Yo comprendí rápidamente a qué se refería. Tan rápidamente como él había interpretado el objeto de mi búsqueda: me hallaba tratando de dilucidar si la que yo contemplaba era la casa de Eduardo Chillida (1924-2002). El anciano había intuido mi interés: quien se halle en el paseo que conduce a El Peine del Viento y mire hacia arriba, está tratando de hallar lo que a ese entorno pertenece, lo que, en perfecta simbiosis, no sólo arquitectónica, sino conceptual, íntima y vigorosa, se apodera del paisaje. Porque Eduardo Chillida es simplemente eso: una magnífica presencia donde lo sutil se alía con lo natural, lo poético, lo sólido, lo soñado, con lo presente.

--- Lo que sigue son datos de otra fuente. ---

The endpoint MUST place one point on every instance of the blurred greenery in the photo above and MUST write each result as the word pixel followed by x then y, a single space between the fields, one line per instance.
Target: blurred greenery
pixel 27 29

Cuando la simbiosis es perfecta, sobran las palabras adicionales. El buen anciano lo sabía y, por eso, las omitió. En esta simple lección impartida, al margen de toda formalidad, por un hombre del que no se supone mayor capacitación o militancia que la de pasar por allí en ese momento determinado, reside la explicación a una obra, a un proyecto, a una intención.
Continué mi vagabundeo y alcancé El Peine del Viento. Para muchos, la mejor escultura de todo el siglo XX. Para otros, entre los que me atrevo a incluirme, la esencialidad de lo poderoso: nada explica tanto con tal escasez de medios y, al tiempo, con tan rotunda presencia. El paisaje no ha sido jamás modificado por Chillida. Al contrario, Chillida lo concluye, escribe la rúbrica final, tersa la emotividad de la naturaleza y, con ello, nos devuelve el placer de mirar.